ORC JIT and multithreading

How would I go about enabling the ORC JIT to compile code in multiple threads?

Some background:
I’ve switched Clasp (an implementation of Common Lisp that uses llvm as the backend - github.com/drmeister/clasp) over to using ORC as its JIT. I did this by following the Kaleidoscope tutorial. I have a ClaspJIT_O class that copies the KaleidoscopeJIT class.
https://github.com/drmeister/clasp/blob/analyze/include/clasp/llvmo/llvmoExpose.h#L4370

Clasp is multithreaded and it needs to compile code in multiple threads because it uses the JIT to generate dispatch functions for multiple dispatch/generic functions. To make this possible, every thread gets its own LLVMContext and every type and llvm::Module that is linked into JITted code in each thread is initialized lazily and thread-locally. Despite this - I experience frequent, random crashes when I try to use the ORC JIT from multiple threads.

Here’s what I’ve tried:

(1) This works: wrap a lock/mutex around access to one ClaspJIT_O object, the calls to ClaspJIT_O::addModule and a call to jitFinalizeReplFunction are protected by the lock:
https://github.com/drmeister/clasp/blob/dev/src/llvmo/llvmoExpose.cc#L3999

The Common Lisp code that does the lock and calls these functions:
https://github.com/drmeister/clasp/blob/analyze/src/lisp/kernel/cmp/jit-setup.lsp#L598

This throttles the system and limits one thread at a time to add modules to the JIT and lookup symbols in the JIT. It’s not bad - I can live with it.

(2) This fails: Keep a thread local copy of a ClaspJIT_O object that is lazily initialized as soon as any compilation happens in a thread.

(3) This fails: Keep a thread local copy of a ClaspJIT_O object that is initialized as in #2 AND wrap a lock/mutex around ClaspJIT_O::addModule and a call to jitFinalizeReplFunction. What I thought I was testing here was if there was some global resource that ORC uses and despite having multiple thread-local ClaspJIT_O objects the different threads were trampling that common global resource.

I can provide many more details on request.

Christian Schafmeister

Professor, Chemistry
Temple University

Hi Christian,

ORC doesn’t have any locks internally at the moment. Approach (1) is the recommended solution. I’m working on a refactor that should be out in a few weeks that will improve threading support, and I expect to put more effort into multi-threaded performance in the next few months.

Out of interest, are you saying that approach (1) was a regression compared to MCJIT’s behavior?

Cheers,
Lang.

Hi Lang,

I’m excited to hear about an ORC refactor with improved threading support - I really like ORC.

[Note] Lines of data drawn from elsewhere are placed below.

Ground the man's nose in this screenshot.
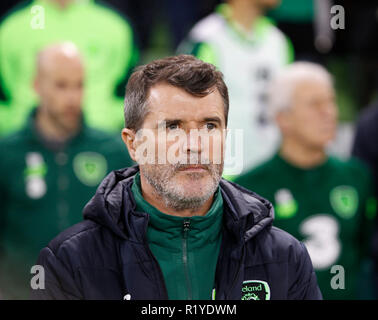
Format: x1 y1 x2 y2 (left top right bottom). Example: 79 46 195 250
186 130 201 153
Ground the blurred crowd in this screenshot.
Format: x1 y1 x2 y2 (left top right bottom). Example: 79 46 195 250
0 0 378 299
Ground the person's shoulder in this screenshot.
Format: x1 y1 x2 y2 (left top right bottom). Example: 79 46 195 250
358 101 378 132
329 156 371 185
47 220 103 256
0 129 28 149
90 1 134 27
247 226 307 263
189 12 227 42
84 126 122 146
235 158 275 186
0 1 33 30
328 156 370 175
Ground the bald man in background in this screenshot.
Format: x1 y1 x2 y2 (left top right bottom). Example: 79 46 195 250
0 43 132 299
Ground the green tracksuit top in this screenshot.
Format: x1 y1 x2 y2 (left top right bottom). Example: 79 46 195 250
0 0 138 135
132 173 223 300
0 112 132 298
236 154 374 299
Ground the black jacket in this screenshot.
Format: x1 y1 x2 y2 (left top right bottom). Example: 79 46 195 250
32 167 321 300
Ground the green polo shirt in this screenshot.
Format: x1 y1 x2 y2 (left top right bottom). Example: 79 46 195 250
236 154 375 300
132 173 223 300
0 0 138 136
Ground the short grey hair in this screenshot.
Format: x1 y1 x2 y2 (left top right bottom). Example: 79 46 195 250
268 62 333 119
124 54 229 131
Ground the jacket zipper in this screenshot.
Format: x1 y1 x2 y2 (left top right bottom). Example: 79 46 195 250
182 219 193 300
226 244 245 300
144 215 168 300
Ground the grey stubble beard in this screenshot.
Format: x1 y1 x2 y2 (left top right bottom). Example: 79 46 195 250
140 164 223 212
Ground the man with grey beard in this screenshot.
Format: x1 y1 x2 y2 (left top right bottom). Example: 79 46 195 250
31 55 321 300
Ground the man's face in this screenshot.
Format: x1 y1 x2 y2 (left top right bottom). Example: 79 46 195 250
137 84 226 210
36 57 84 132
284 81 338 149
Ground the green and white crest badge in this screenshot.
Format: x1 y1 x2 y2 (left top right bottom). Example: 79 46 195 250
73 152 108 187
330 186 359 219
274 188 298 219
242 280 270 300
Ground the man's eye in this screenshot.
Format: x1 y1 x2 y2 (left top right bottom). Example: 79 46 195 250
206 123 217 130
167 123 178 130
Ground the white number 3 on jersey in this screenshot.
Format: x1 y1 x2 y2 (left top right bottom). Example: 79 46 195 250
299 214 341 270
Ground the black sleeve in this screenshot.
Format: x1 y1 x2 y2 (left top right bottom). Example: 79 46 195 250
31 247 84 300
288 243 323 300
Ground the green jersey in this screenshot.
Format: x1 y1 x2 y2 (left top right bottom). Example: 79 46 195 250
0 109 131 298
0 0 138 135
178 4 293 177
132 173 223 300
236 155 375 299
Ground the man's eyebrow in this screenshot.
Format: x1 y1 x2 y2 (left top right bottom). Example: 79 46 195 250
158 119 182 127
203 116 222 124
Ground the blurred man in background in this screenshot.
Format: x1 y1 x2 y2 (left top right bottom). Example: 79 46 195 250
0 43 131 298
178 0 293 178
352 100 378 297
0 0 137 135
236 62 375 299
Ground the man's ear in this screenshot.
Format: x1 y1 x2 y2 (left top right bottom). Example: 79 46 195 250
122 128 136 162
274 111 290 133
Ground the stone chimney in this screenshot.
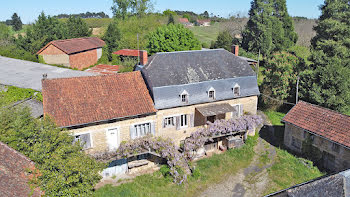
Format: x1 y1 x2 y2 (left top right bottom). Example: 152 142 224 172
231 45 239 56
140 50 148 66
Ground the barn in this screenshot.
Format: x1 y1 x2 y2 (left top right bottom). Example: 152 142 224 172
37 37 105 70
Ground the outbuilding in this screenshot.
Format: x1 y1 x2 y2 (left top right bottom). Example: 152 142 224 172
37 37 105 70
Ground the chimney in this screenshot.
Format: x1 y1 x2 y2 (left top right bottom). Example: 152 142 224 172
140 50 148 66
231 45 239 56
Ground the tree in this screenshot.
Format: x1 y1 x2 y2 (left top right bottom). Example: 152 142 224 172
301 0 350 114
111 0 131 20
168 14 175 25
0 108 104 196
66 16 92 38
242 0 297 55
102 21 121 61
11 13 23 31
148 24 201 54
261 52 306 107
211 30 233 51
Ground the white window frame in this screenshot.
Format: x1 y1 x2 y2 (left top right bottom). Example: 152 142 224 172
105 126 121 149
232 84 241 97
179 114 189 128
180 90 189 104
73 131 94 150
208 87 216 100
132 121 152 139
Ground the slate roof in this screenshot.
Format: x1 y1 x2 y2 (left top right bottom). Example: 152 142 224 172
42 71 156 127
282 101 350 147
36 37 106 55
142 49 256 87
0 142 41 196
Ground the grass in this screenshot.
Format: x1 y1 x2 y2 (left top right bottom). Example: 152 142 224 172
94 136 258 197
0 86 43 107
190 23 224 45
265 149 325 194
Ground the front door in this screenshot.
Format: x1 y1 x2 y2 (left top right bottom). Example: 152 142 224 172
106 128 120 151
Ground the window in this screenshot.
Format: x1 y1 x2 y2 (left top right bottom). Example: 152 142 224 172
233 84 241 96
73 133 92 149
180 90 188 103
134 123 152 138
180 115 188 127
332 143 340 153
164 117 175 128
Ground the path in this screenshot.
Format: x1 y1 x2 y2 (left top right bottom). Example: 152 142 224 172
200 112 276 197
0 56 95 91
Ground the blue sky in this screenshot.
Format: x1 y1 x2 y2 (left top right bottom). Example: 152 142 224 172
0 0 324 23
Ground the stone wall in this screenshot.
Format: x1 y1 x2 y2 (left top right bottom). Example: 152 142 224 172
284 123 350 171
39 45 69 67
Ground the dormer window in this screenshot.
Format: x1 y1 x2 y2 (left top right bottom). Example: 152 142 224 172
208 88 215 100
180 90 188 103
233 84 241 96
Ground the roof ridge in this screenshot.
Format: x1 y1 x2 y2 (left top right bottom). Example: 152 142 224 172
298 100 350 118
42 70 140 81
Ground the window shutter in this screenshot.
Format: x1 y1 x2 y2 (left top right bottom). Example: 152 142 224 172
151 122 156 136
130 125 135 140
191 114 194 127
175 116 180 130
239 104 243 116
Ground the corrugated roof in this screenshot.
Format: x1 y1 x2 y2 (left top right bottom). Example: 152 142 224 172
37 37 106 55
42 71 156 127
142 49 256 87
282 101 350 147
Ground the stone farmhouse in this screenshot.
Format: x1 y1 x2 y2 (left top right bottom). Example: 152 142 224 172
42 49 260 172
36 37 105 70
282 101 350 172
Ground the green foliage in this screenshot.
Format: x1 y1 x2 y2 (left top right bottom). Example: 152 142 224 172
102 21 121 61
301 0 350 114
11 13 23 31
0 44 38 62
66 16 92 38
262 52 306 107
0 86 42 107
0 108 103 196
211 30 233 51
265 149 324 194
148 24 201 54
242 0 298 55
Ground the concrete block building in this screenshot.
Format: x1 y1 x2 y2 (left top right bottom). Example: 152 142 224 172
282 101 350 171
37 37 105 70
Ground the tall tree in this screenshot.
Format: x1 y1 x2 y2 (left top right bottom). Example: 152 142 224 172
102 21 121 61
148 24 201 54
301 0 350 114
11 13 23 31
66 16 92 38
242 0 297 55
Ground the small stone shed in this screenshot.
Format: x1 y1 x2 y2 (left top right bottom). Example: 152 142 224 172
37 37 105 70
282 101 350 171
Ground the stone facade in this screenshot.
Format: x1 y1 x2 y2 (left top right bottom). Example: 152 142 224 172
284 123 350 171
40 45 70 67
71 96 258 154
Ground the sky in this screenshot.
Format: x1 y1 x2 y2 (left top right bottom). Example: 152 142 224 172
0 0 324 24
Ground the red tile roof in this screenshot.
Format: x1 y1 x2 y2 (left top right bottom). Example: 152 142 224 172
0 142 41 196
36 37 106 55
42 71 156 127
282 101 350 147
86 64 119 75
113 49 140 57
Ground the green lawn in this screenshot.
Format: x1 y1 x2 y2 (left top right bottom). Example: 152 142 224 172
190 23 224 45
94 136 258 197
265 148 325 194
0 86 43 107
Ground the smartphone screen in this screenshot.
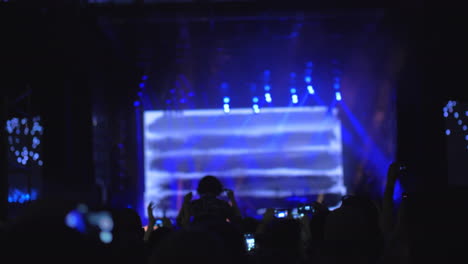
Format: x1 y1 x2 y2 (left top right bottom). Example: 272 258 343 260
244 233 255 251
156 219 163 227
65 204 114 244
275 209 288 218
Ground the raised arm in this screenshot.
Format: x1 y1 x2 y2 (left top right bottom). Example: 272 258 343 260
177 192 193 227
143 202 156 241
226 190 242 219
380 162 400 238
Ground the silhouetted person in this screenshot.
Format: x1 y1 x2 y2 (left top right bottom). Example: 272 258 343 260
177 176 241 227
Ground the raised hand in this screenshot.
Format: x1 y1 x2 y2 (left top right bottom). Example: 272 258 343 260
146 202 156 224
387 162 401 183
184 192 193 204
226 189 236 202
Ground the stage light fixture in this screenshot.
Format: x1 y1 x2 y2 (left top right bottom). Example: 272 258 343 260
335 92 342 101
223 104 231 113
291 94 299 104
252 104 260 114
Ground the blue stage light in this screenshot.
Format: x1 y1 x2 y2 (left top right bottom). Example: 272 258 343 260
291 94 299 104
252 104 260 114
335 92 342 101
223 104 231 113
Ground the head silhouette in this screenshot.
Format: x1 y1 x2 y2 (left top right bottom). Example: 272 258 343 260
197 175 223 196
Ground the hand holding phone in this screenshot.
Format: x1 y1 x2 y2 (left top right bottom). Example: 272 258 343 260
275 209 288 218
244 233 255 251
65 204 114 244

I added multithreading to Clasp after I made the switch to ORC - so I don’t have any experience using MCJIT in a multithreaded environment.

Thank you for responding.

Best,

.Chris.

Hi Christian,

ORC doesn’t have any locks internally at the moment. Approach (1) is the recommended solution. I’m working on a refactor that should be out in a few weeks that will improve threading support, and I expect to put more effort into multi-threaded performance in the next few months.

What’s the shared state that necessitates (1)? Having a separate LLVMContext+separate ORC JIT stack (I think that’s what’s being suggested - in (2) for example), etc should suffice?
If a whole process can only have one ORC JIT stack that seems really problematic, and I’d be surprised if that were the case so I guess I’m missing something.